All of lore.kernel.org
 help / color / mirror / Atom feed
From: Muhammad Usama Anjum <usama.anjum@collabora.com>
To: David Hildenbrand <david@redhat.com>,
	Jonathan Corbet <corbet@lwn.net>,
	Andy Lutomirski <luto@kernel.org>,
	Thomas Gleixner <tglx@linutronix.de>,
	Ingo Molnar <mingo@redhat.com>, Borislav Petkov <bp@alien8.de>,
	Dave Hansen <dave.hansen@linux.intel.com>,
	"maintainer:X86 ARCHITECTURE (32-BIT AND 64-BIT)"
	<x86@kernel.org>, "H. Peter Anvin" <hpa@zytor.com>,
	Arnd Bergmann <arnd@arndb.de>,
	Andrew Morton <akpm@linux-foundation.org>,
	Peter Zijlstra <peterz@infradead.org>,
	Arnaldo Carvalho de Melo <acme@kernel.org>,
	Mark Rutland <mark.rutland@arm.com>,
	Alexander Shishkin <alexander.shishkin@linux.intel.com>,
	Jiri Olsa <jolsa@kernel.org>, Namhyung Kim <namhyung@kernel.org>,
	Shuah Khan <shuah@kernel.org>,
	"open list:DOCUMENTATION" <linux-doc@vger.kernel.org>,
	open list <linux-kernel@vger.kernel.org>,
	"open list:PROC FILESYSTEM" <linux-fsdevel@vger.kernel.org>,
	"open list:ABI/API" <linux-api@vger.kernel.org>,
	"open list:GENERIC INCLUDE/ASM HEADER FILES" 
	<linux-arch@vger.kernel.org>,
	"open list:MEMORY MANAGEMENT" <linux-mm@kvack.org>,
	"open list:PERFORMANCE EVENTS SUBSYSTEM" 
	<linux-perf-users@vger.kernel.org>,
	"open list:KERNEL SELFTEST FRAMEWORK" 
	<linux-kselftest@vger.kernel.org>,
	krisman@collabora.com
Cc: usama.anjum@collabora.com, kernel@collabora.com
Subject: Re: [PATCH 0/5] Add process_memwatch syscall
Date: Wed, 10 Aug 2022 21:39:26 +0500	[thread overview]
Message-ID: <54d4c322-cd6e-eefd-b161-2af2b56aae24@collabora.com> (raw)
In-Reply-To: <95ed1a81-ff8e-2c48-8838-4b3995af51b7@redhat.com>

Hello,

Thank you for reviewing and commenting.

On 8/10/22 2:03 PM, David Hildenbrand wrote:
> On 26.07.22 18:18, Muhammad Usama Anjum wrote:
>> Hello,
> 
> Hi,
> 
>>
>> This patch series implements a new syscall, process_memwatch.

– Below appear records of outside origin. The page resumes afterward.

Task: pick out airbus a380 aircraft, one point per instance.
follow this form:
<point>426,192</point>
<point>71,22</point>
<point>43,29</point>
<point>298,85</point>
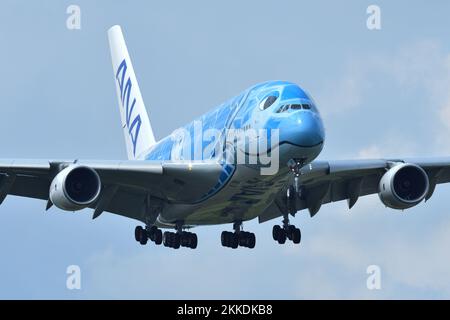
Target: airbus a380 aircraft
<point>165,185</point>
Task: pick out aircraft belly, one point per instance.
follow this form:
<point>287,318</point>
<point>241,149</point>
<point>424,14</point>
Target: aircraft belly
<point>245,196</point>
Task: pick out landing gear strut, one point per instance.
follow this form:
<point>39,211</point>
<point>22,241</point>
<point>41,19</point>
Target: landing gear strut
<point>142,235</point>
<point>286,231</point>
<point>180,238</point>
<point>238,237</point>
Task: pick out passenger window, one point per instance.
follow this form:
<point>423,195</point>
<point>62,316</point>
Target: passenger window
<point>268,101</point>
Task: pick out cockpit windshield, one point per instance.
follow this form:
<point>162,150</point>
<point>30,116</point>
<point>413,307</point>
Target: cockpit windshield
<point>294,106</point>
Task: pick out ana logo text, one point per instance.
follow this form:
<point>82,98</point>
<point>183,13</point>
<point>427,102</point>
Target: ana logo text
<point>125,93</point>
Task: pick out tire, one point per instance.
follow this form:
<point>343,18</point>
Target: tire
<point>251,241</point>
<point>143,237</point>
<point>176,241</point>
<point>234,240</point>
<point>137,233</point>
<point>166,239</point>
<point>243,238</point>
<point>282,237</point>
<point>158,237</point>
<point>290,231</point>
<point>296,236</point>
<point>275,232</point>
<point>194,241</point>
<point>224,239</point>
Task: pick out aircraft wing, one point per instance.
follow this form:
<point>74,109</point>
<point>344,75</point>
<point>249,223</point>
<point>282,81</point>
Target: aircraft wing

Currently,
>> only the support to watch soft-dirty PTE bit is added. This syscall is
>> generic to watch the memory of the process. There is enough room to add
>> more operations like this to watch memory in the future.
>>
>> Soft-dirty PTE bit of the memory pages can be viewed by using pagemap
>> procfs file. The soft-dirty PTE bit for the memory in a process can be
>> cleared by writing to the clear_refs file. This series adds features that
>> weren't possible through the Proc FS interface.
>> - There is no atomic get soft-dirty PTE bit status and clear operation
>>   possible.
> 
> Such an interface might be easy to add, no?
Are you referring to ioctl? I think this syscall can be used in future
for adding other operations like soft-dirty. This is why syscall has
been added.

If community doesn't agree, I can translate this syscall to the ioctl
same as it is.

> 
>> - The soft-dirty PTE bit of only a part of memory cannot be cleared.
> 
> Same.
> 
> So I'm curious why we need a new syscall for that.
> 
>>
>> Historically, soft-dirty PTE bit tracking has been used in the CRIU
>> project. The Proc FS interface is enough for that as I think the process
>> is frozen. We have the use case where we need to track the soft-dirty
>> PTE bit for running processes. We need this tracking and clear mechanism
>> of a region of memory while the process is running to emulate the
>> getWriteWatch() syscall of Windows. This syscall is used by games to keep
>> track of dirty pages and keep processing only the dirty pages. This
>> syscall can be used by the CRIU project and other applications which
>> require soft-dirty PTE bit information.
>>
>> As in the current kernel there is no way to clear a part of memory (instead
>> of clearing the Soft-Dirty bits for the entire processi) and get+clear
>> operation cannot be performed atomically, there are other methods to mimic
>> this information entirely in userspace with poor performance:
>> - The mprotect syscall and SIGSEGV handler for bookkeeping
>> - The userfaultfd syscall with the handler for bookkeeping
> 
> You write "poor performance". Did you actually implement a prototype
> using userfaultfd-wp? Can you share numbers for comparison?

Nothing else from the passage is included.